In all the Ace-King combinations in the above table, in which the Ace

is the conventional lead, it is selected in preference to the King,

because the highest card of the partner is desired; when the King is

the lead, the suit is not of sufficient strength to make that play

advisable.





OPENING LEADS AGAINST A TRUMP DECLARATION



Holding Lead



Ace, King, Queen, Knave King, then Knave

Ace, King, Queen King, then Queen

Ace, King, Knave King

Ace, King, and one or more others King

Ace, King, without any others Ace, then King

Ace, Queen, Knave[22] Ace, then Queen

Ace, Queen, and one or more others[22] Ace, then lowest

Ace, Knave, Ten[22] Ace

Ace, and one or more small Ace



King, Queen, Knave, with or without others King

King, Queen, Ten, with or without others King

King, Queen, with or without others King

King, Knave, Ten, with or without others[22] Knave

King, Knave, and one or more others[22] Lowest or 4th best

King, Ten, Nine, and one or more others[22] Ten

King, and two or more others[22] Lowest or 4th best



Queen, Knave, Ten, with or without others Queen

Queen, Knave, Nine, with or without others Queen

Queen, Knave, and two or more others 4th best[23]

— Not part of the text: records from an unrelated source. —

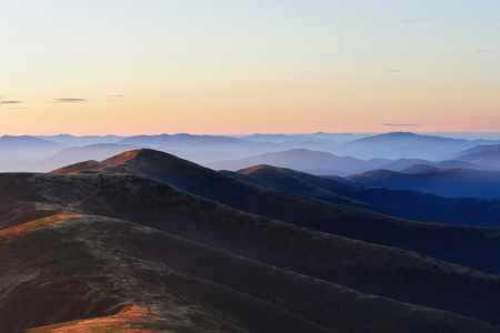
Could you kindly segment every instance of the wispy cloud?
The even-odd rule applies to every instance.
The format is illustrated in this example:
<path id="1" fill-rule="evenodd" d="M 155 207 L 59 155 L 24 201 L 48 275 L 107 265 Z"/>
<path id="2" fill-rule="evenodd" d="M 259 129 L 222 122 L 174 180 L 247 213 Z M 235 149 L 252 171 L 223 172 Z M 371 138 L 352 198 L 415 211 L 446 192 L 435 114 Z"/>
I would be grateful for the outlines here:
<path id="1" fill-rule="evenodd" d="M 9 110 L 26 109 L 24 107 L 11 107 L 11 105 L 21 104 L 21 103 L 22 103 L 22 101 L 2 101 L 0 99 L 0 107 L 2 107 L 2 109 L 9 109 Z"/>
<path id="2" fill-rule="evenodd" d="M 20 104 L 22 103 L 21 101 L 0 101 L 0 105 L 2 104 Z"/>
<path id="3" fill-rule="evenodd" d="M 452 128 L 453 131 L 494 131 L 498 132 L 500 130 L 500 121 L 499 120 L 486 120 L 486 121 L 476 121 L 469 123 L 462 123 Z"/>
<path id="4" fill-rule="evenodd" d="M 429 20 L 430 20 L 430 18 L 418 18 L 418 19 L 403 20 L 403 22 L 407 22 L 407 23 L 419 23 L 419 22 L 429 21 Z"/>
<path id="5" fill-rule="evenodd" d="M 392 122 L 386 122 L 381 124 L 382 127 L 421 127 L 422 123 L 392 123 Z"/>
<path id="6" fill-rule="evenodd" d="M 84 99 L 52 99 L 48 103 L 80 103 L 87 102 Z"/>

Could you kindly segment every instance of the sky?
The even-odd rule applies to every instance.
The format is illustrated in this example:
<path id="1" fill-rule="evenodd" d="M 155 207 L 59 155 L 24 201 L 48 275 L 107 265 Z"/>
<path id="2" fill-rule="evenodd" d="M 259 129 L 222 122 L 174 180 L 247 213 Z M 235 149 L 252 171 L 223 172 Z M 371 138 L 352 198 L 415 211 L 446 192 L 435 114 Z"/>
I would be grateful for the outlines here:
<path id="1" fill-rule="evenodd" d="M 500 132 L 500 1 L 0 0 L 0 134 Z"/>

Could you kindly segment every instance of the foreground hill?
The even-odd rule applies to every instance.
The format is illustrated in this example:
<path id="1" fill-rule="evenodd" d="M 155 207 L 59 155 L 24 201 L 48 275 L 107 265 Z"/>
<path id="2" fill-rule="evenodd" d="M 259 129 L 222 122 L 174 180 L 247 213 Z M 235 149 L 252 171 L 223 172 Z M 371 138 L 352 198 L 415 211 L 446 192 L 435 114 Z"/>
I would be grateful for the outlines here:
<path id="1" fill-rule="evenodd" d="M 253 185 L 153 150 L 126 152 L 102 163 L 109 167 L 99 171 L 101 174 L 142 174 L 252 214 L 417 251 L 494 275 L 500 273 L 498 228 L 441 225 L 389 218 Z M 68 168 L 71 173 L 76 172 L 73 167 Z M 68 173 L 66 169 L 58 172 Z M 86 172 L 86 169 L 80 172 Z"/>
<path id="2" fill-rule="evenodd" d="M 392 190 L 413 190 L 450 198 L 500 198 L 500 172 L 466 169 L 400 173 L 373 170 L 346 178 L 353 184 Z"/>
<path id="3" fill-rule="evenodd" d="M 157 331 L 498 332 L 331 283 L 498 323 L 498 278 L 413 252 L 246 214 L 133 175 L 0 174 L 0 194 L 61 211 L 0 233 L 2 332 L 96 325 L 123 320 L 120 311 L 132 327 L 146 317 Z M 84 317 L 101 319 L 70 322 Z"/>
<path id="4" fill-rule="evenodd" d="M 357 186 L 334 179 L 271 165 L 256 165 L 238 172 L 222 173 L 269 189 L 391 216 L 447 224 L 500 225 L 498 201 L 450 199 L 414 191 Z"/>

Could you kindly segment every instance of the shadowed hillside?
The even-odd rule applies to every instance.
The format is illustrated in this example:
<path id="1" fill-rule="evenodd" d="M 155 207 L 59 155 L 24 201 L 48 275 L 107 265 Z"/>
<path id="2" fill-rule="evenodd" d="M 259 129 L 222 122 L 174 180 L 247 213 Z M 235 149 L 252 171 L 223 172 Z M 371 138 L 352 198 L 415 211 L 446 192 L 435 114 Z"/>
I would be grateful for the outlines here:
<path id="1" fill-rule="evenodd" d="M 500 172 L 464 169 L 399 173 L 373 170 L 347 178 L 364 186 L 413 190 L 451 198 L 500 199 Z"/>
<path id="2" fill-rule="evenodd" d="M 57 202 L 71 214 L 120 218 L 361 292 L 498 320 L 498 278 L 468 268 L 242 213 L 132 175 L 12 178 L 0 175 L 0 185 L 10 181 L 13 192 L 28 185 L 42 202 Z"/>
<path id="3" fill-rule="evenodd" d="M 418 251 L 488 273 L 500 272 L 498 229 L 417 223 L 279 192 L 153 150 L 104 160 L 100 173 L 133 173 L 249 213 L 362 241 Z M 83 170 L 82 170 L 83 171 Z M 427 208 L 422 208 L 427 209 Z"/>
<path id="4" fill-rule="evenodd" d="M 256 165 L 236 173 L 228 171 L 222 173 L 269 189 L 397 218 L 447 224 L 500 225 L 499 201 L 450 199 L 414 191 L 357 186 L 271 165 Z"/>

Queen, Knave, and one or no others Queen

Queen, Ten, Nine, with or without others Ten



Knave, Ten, with or without others Knave



Ten, Nine, with or without others Ten



[22] These suits unless declared by partner should not be

opened, as they are disadvantageous leads against a Trump

declaration.



[23] This is the conventional lead from this combination, but

many good players prefer the Queen, especially when the

indications are that the hand is not evenly divided. When long

suits have been announced, the chances are that the suit led will

be ruffed on the third round, if not earlier. If the King be in

the Second Hand and the Ace in the Third, a trick can be gained

by leading the Queen whenever the suit does not last for three

rounds. Therefore, unless the hand indicate that the suits are

evenly divided, the Queen seems to be the better lead.